As I attended a conference last week, Monday through Saturday, most of the time was spent with static activities - standing, sitting, walking about slowly - while I was wearing my cosmetic arm. I managed to get relief from that type of activity by getting into a pool twice that week - but that didn't prevent this from happening. Twice a week just wasn't enough for that. Because in essence, I had an extreme escalation of pain. I never had that before, and can only speculate about the causes.
Usually, I can manage to keep the skin on my stump all smooth and in good condition underneath the prosthetic liner, but wearing the prosthetic arm for almost 14 hours per day, wearing "proper" clothing - shirts, jackets - at hot sommer temperatures without air conditioning had my stump itch and pain while I was sweating loads. It helps to understand that wearing a prosthetic arm provides insulation and does keep the heat in quite a bit. Normally, I don't wear that much stuff, not so many layers.
By Monday, phantom pains were worse as ever already after a long trip with packing and unpacking. The week started out as a Pain Fest with a good 4-6/10.
- Stump pains were happily feeding phantom pains and these caused extra tension in my back, face, neck and shoulders.
- These are not all separate though. My phantom hand neurologically projects onto body surface areas that my brain now maps to face, neck and jaw.
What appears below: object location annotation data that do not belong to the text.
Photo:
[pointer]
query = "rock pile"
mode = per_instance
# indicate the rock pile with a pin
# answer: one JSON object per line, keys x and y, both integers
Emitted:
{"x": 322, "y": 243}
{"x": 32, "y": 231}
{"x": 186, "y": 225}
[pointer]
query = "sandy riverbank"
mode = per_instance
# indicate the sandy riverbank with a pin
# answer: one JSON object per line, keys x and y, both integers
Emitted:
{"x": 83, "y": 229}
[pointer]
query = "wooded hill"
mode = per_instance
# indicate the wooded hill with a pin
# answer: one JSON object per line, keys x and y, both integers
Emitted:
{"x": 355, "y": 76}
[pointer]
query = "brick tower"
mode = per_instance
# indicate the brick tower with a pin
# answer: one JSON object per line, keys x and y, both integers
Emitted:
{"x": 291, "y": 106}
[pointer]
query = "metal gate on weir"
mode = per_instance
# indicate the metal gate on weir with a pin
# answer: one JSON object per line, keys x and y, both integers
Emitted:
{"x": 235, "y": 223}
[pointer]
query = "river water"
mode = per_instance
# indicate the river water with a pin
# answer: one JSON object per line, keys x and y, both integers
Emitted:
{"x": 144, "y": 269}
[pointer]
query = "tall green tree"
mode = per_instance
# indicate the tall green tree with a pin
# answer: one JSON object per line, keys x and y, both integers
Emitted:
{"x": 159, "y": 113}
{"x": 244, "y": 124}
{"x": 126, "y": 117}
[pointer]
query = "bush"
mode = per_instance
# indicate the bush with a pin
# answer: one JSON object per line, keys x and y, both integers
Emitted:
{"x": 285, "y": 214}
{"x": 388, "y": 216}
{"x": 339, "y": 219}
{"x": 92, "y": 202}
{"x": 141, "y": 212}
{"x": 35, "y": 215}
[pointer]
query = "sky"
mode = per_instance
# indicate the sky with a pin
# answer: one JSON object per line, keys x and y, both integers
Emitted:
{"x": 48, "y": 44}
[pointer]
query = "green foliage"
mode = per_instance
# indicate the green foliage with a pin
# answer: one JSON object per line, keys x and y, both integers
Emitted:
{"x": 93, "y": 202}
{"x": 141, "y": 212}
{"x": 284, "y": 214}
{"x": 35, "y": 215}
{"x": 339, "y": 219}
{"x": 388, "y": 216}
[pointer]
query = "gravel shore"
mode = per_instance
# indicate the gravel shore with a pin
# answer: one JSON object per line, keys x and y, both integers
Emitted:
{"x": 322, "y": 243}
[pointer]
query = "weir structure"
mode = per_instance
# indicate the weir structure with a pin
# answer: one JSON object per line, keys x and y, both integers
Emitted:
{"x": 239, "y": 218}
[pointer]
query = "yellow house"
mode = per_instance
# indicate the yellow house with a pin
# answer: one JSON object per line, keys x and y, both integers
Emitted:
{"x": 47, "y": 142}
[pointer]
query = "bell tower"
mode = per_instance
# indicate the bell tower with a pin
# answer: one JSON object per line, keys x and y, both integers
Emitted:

So I must have gotten some overlay exacerbations.
- Keeping a static posture for hours on end, day after day, with an asymmetric arm is not exactly recommended by Town Police. So tender muscles and phantom pains feed forwarded each other in what is called a Vicious Cycle. Back and shoulders were tense all the way through.
- I do have a considerable number of issues there. The left shoulder has an anatomical plexus compression problem that is not treated, the left elbow has a chronic overuse epicondylitis, the left wrist has a mild carpal tunnel syndrome, and there was a somewhat serious brachial plexus tear on the right side years ago. Also, I had a few instances of impingement or discus hernia in my cervical spine during the last decade. So, I normally have painful and/or numb areas of my skin anywhere around there. But during normal work days, I manage to ignore these and get on with things.
By Thursday night, my phantom pain was a solid brimming 8/10, my neck and back muscles were brick hard and pained on a 4/10, and my stump skin showed mild red spots that burned and itched more than usual. Also, I probably had not slept that well due to the increasing pain and found myself tired.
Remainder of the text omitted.